ICMI 2015

F.18 The Role of Free Fatty Acid on Modulating Regulatory Phenotype of MDSC

Friday, July 17, 2015
Grand Hall and Gallery, Ground Floor & 1st Floor (Maritim Hotel)
Wu Hao , Charité - Universitätsmedizin Berlin, Department of Gastroenterology, Infectiology and Rheumatology, Berlin, Germany
Rainer Glauben, PhD , Charité - Universitätsmedizin Berlin, Department of Gastroenterology, Infectiology and Rheumatology, Berlin, Germany
Qin Zhihai, PhD , Institute of Biophysics, Chinese Academy of Science, Beijing, China
Britta Siegmund, MD , Charité - Universitätsmedizin Berlin, Department of Gastroenterology, Infectiology and Rheumatology, Berlin, Germany
Myeloid-derived suppressor cells (MDSCs) represent a heterogeneous group of cells that expand during cancer and inflammation, have been reported to modulate cytokine production of macrophages, suppress T-cell response, and promote tumor angiogenesis, tumor cell invasion and metastasis. An accumulation of MDSC in peripheral blood can be observed both in cancer and chronic inflammation, including Inflammatory Bowel Disease and Colon Cancer, while the mechanism of modulating MDSC inhibition is still unclear.

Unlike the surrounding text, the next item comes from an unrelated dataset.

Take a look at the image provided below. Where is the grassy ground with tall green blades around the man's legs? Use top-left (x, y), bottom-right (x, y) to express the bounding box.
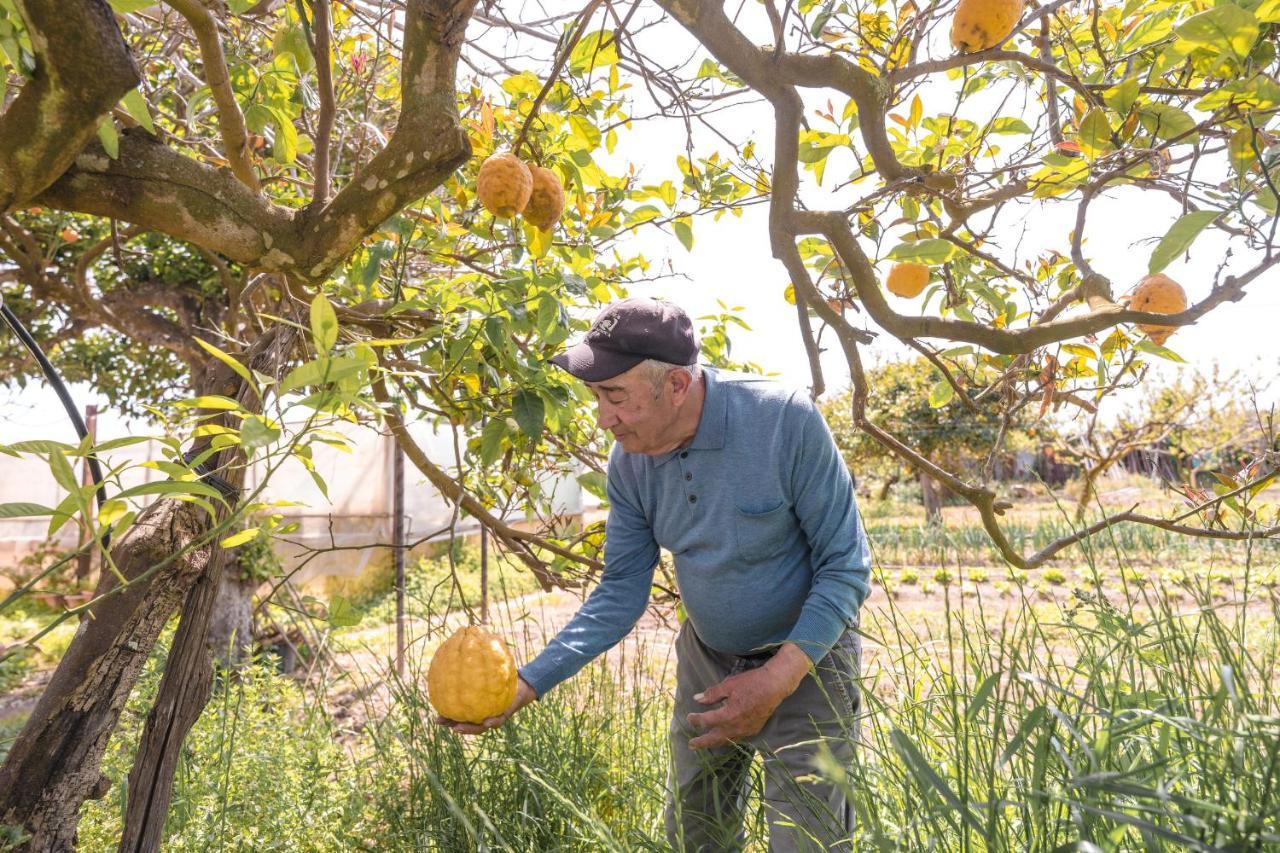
top-left (5, 468), bottom-right (1280, 850)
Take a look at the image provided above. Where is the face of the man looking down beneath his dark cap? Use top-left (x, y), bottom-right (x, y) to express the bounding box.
top-left (586, 365), bottom-right (689, 453)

       Here we use the MDSCs cell line MSC-2 to describe a possible cellular mechanism for functional regulation of MDSCs. We found that not only IL-4, but also oleate, an unsaturated fatty acid, can induce a regulatory phenotype in these cells, paralleled by an increase in intracellular lipid droplet accumulation. Furthermore, this inhibitory effect can be reversed by treatment with TOFA, an inhibitor of droplet formation. We compared the ability of oleate (C18:1) and stearate (C18:0) to induce the regulatory phenotype of MDSCs. Our results demonstrate that both fatty acids can induce droplet formation while only oleate treated MSC-2 cells exhibit a suppressive ability. Analysis of nitric oxide (NO) production indicates that the oleate induced regulatory phenotype is mediated by NO and that the effect of oleate can be neutralized by L-NMMA, a non-selective inhibitor of NO synthetase. Thus we suggest a novel unsaturated fatty acid-dependent pathway to regulate formation of MDSCs, a mechanism which will inspire us a novel strategy for anti-tumor therapy.